NVIDIA’s Answer: RAPIDS Bring GPUs to More Than CNNs

NVIDIA’s has proven more than once that it can outmaneuver the competition with excellent vision and strategy. NVIDIA understands that getting all neural networks to scale as CNNs is not going to be easy, and that there are a lot of applications out there that are either running on other methods than neural networks, or which are memory intensive rather than compute intensive.  

At GTC Europe, NVIDIA launched a new data science platform for enterprise use, built on NVIDIA’s new “RAPIDS” framework. The basic idea is that the GPU acceleration of the data pipeline should not be limited to deep learning.

CuDF, for example, allows data scientists to load data into GPU memory and batch process it, similar to Pandas (the python library for manipulating data). cuML is a currently limited collection of GPU-accelerated machine learning libraries. Eventually most (all?) machine learning algorithms available in Scikit-Learn toolkit should be GPU accelerated and available in cuML.
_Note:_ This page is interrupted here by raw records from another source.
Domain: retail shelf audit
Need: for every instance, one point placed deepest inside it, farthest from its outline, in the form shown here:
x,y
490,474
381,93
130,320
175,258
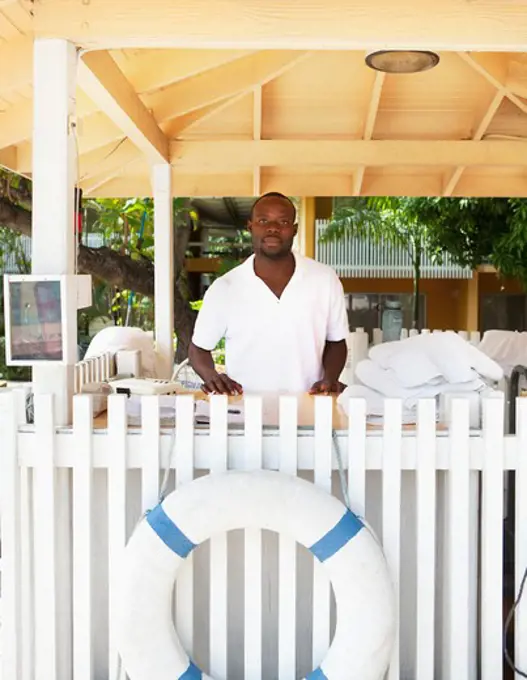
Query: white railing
x,y
474,337
95,369
419,489
364,257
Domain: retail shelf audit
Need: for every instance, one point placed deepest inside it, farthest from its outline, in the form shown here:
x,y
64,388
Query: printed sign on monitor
x,y
35,320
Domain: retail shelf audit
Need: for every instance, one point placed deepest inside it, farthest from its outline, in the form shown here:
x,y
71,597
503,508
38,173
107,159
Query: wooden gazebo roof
x,y
250,96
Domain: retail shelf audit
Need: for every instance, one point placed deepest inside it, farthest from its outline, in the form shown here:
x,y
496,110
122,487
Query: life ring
x,y
365,627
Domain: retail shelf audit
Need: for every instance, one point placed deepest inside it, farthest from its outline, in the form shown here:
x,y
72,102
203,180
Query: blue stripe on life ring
x,y
169,533
192,673
346,528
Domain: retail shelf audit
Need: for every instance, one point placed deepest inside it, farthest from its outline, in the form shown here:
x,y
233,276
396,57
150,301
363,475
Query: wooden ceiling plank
x,y
8,158
257,135
16,124
207,155
218,84
369,125
106,85
16,64
485,119
494,25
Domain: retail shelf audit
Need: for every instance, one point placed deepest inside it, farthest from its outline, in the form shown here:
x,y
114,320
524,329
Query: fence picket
x,y
253,549
82,538
287,586
520,624
357,456
321,587
391,507
151,452
117,535
44,542
11,540
458,547
184,474
492,541
218,547
426,538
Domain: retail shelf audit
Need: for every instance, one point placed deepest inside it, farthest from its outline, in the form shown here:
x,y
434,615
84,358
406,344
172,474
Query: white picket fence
x,y
95,369
255,606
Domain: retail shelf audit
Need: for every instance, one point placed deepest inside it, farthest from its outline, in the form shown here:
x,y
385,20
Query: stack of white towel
x,y
507,348
420,367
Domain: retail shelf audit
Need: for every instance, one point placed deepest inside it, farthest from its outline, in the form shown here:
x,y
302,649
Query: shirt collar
x,y
299,266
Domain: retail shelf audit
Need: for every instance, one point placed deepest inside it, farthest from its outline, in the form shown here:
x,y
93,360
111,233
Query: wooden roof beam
x,y
485,119
493,25
369,125
105,84
219,155
220,83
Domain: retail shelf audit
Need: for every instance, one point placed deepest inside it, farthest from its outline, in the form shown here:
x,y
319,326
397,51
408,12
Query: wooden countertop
x,y
306,413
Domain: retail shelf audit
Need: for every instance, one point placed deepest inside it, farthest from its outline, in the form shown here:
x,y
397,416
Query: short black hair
x,y
273,194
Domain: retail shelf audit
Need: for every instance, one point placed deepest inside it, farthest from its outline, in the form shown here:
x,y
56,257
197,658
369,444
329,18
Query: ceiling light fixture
x,y
402,61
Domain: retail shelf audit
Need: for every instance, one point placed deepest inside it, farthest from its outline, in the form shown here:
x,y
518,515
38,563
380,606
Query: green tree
x,y
473,231
122,262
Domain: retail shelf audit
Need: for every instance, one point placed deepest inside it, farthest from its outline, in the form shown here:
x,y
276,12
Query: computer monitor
x,y
35,319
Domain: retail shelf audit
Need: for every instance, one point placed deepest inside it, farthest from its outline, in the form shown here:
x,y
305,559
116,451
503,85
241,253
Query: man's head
x,y
272,225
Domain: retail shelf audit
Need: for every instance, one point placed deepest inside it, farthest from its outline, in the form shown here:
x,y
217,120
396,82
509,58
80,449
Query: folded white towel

NVIDIA also added Apache Arrow, a columnar in-memory database. This is because GPUs operate on vectors, and as a result favor a columnar layout in memory.

By leveraging Apache arrow as a “central database”, NVIDIA avoids a lot of overhead.

Making sure that there are GPU accelerated versions of the typical Python libraries such as Sci-Kit and Pandas is one step in right direction. But Pandas is only suited for the lighter “data science exploration” tasks. By working with Databricks to make sure that RAPIDS is also used in the heavy duty, distributed “data processing” framework Spark, NVIDIA is taking the next step, breaking out of the "Deep learning mostly" role and towards "NVIDIA in the rest of the data pipeline".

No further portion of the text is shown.